Mr. Speaker, I would like to thank my colleague from Joliette for having gone to the trouble of asking a question that is important to my riding. At the outset, I would like to clarify that there is a mine in my riding, in Asbestos, so this question affects me personally.
We may lose sight of the fact that the member for Winnipeg Centre is obsessed with this. Today we are talking about communicable and contagious diseases, and as soon as the member for Winnipeg Centre had a chance, he began to talk about asbestos and criticize this file.
All of these products have to be handled carefully, just like all other dangerous goods, such as chemicals and even fuel. But asbestos is not a disease. Today, chrysotile asbestos is being used very safely. There are laws and guidelines for working with it and handling it that make it absolutely safe for both workers and users.

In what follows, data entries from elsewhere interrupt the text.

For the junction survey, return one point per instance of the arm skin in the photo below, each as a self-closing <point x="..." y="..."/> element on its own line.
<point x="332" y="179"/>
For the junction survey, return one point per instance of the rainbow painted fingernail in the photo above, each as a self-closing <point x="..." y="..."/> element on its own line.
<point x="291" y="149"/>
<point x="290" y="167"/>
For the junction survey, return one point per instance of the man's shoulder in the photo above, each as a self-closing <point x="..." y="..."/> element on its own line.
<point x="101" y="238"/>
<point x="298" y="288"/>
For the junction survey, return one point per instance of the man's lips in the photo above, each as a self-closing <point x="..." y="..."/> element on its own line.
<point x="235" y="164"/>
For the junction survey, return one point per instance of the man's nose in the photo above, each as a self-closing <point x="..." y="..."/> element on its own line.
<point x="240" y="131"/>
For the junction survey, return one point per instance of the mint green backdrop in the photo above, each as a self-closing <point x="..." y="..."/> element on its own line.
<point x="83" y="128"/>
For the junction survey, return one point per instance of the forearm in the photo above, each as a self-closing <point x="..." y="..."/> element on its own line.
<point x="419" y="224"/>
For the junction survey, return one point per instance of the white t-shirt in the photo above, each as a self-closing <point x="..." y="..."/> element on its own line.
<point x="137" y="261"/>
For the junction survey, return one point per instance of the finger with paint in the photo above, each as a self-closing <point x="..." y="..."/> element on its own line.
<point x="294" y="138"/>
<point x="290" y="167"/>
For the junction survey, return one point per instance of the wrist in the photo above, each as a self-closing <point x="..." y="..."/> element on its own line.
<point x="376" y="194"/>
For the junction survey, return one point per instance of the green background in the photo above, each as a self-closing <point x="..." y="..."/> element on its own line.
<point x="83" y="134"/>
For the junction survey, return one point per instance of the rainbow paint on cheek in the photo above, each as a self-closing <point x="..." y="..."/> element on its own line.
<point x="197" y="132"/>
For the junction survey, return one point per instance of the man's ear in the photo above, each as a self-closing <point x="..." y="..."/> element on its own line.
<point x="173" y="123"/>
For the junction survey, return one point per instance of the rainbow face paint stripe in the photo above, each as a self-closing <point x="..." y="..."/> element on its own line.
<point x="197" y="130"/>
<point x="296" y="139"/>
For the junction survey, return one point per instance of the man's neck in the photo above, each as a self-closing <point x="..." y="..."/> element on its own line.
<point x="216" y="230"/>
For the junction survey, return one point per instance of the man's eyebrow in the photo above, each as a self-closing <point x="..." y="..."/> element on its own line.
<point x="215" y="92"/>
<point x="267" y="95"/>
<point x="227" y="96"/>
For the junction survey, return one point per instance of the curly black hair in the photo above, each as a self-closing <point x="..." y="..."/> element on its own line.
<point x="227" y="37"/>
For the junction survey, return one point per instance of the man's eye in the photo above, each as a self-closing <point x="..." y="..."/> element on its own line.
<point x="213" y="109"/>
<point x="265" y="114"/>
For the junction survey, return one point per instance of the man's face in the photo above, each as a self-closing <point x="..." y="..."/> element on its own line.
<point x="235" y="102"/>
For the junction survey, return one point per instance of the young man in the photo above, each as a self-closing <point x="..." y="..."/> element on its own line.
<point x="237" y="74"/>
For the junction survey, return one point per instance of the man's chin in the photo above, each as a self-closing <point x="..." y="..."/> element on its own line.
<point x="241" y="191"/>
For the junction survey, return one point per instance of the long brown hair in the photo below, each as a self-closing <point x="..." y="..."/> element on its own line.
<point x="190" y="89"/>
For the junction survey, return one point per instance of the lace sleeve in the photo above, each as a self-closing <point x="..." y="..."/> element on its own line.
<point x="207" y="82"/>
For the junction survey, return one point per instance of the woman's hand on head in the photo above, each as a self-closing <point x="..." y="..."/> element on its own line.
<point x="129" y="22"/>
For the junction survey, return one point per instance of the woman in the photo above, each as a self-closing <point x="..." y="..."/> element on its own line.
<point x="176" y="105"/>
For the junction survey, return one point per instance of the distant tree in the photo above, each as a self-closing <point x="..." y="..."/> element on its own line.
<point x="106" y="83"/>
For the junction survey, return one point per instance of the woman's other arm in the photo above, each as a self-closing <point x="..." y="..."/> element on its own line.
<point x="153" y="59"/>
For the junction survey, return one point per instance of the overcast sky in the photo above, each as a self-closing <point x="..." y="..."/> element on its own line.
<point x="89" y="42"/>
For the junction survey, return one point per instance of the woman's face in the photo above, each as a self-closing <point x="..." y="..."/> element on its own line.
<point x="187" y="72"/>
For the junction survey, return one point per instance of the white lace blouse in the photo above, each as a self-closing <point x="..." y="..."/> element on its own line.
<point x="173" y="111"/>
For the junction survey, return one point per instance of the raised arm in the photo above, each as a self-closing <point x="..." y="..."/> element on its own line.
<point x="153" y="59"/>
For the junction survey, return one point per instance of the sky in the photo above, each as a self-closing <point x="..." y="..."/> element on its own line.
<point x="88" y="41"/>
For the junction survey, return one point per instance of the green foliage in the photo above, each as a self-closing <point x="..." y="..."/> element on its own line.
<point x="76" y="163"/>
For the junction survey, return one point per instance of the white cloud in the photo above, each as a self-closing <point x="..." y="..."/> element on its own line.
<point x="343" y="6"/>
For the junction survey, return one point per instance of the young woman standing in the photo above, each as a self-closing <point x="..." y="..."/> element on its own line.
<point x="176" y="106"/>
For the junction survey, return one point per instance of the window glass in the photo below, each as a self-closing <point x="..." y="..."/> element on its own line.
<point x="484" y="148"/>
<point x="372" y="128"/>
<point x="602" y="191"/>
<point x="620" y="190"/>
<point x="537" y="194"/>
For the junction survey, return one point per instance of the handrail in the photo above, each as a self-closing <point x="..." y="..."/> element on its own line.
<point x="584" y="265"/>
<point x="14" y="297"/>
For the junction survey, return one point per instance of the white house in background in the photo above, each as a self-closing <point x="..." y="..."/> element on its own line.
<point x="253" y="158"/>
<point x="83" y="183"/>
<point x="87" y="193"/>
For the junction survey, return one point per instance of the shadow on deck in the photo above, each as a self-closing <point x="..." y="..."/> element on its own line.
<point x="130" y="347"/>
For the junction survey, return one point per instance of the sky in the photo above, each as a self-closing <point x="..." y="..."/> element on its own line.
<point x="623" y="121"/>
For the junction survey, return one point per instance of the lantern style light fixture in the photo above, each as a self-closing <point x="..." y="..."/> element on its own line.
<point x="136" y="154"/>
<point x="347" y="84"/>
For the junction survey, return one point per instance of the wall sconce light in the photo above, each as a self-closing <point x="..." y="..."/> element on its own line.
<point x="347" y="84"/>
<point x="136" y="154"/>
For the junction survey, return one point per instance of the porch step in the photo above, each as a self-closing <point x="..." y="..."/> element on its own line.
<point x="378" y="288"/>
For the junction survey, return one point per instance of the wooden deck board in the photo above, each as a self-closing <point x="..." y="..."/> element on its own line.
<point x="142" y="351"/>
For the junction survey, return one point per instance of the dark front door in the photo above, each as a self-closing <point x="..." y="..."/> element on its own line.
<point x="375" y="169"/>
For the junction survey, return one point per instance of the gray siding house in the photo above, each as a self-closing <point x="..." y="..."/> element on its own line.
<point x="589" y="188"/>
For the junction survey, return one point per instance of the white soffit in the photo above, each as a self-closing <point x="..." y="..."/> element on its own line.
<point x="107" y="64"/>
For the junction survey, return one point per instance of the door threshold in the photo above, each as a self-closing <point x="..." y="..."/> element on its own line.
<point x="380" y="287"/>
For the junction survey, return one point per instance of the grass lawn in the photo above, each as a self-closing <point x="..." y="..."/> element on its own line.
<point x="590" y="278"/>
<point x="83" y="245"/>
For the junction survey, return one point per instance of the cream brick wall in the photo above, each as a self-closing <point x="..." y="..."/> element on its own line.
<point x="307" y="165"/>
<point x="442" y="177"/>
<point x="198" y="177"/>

Obviously, it has to be handled safely. Experts from Quebec will go to other countries where chrysotile asbestos is being used to explain to them how to use it safely. Things are not like they were in the 1950s and 1960s, when people did not protect themselves.
When chrysotile asbestos is used in road construction, as it is currently used in Quebec—not nearly enough, in my opinion, because it should be used more—the workers who spread the asphalt must be well protected just so there are no health problems. Nobody is denying that there have been health problems among workers. Users have also had some health problems related to home insulation.
However, as with all dangerous products, they did not know then what we know now. Today, things are much better. Asbestos has become a much safer product. Moreover, biopersistence studies have shown that it is less hazardous than products being substituted for chrysotile asbestos in Europe and South America. It can be used in sewer drains. It is used a lot in construction. When used safely, it is a real asset in those areas.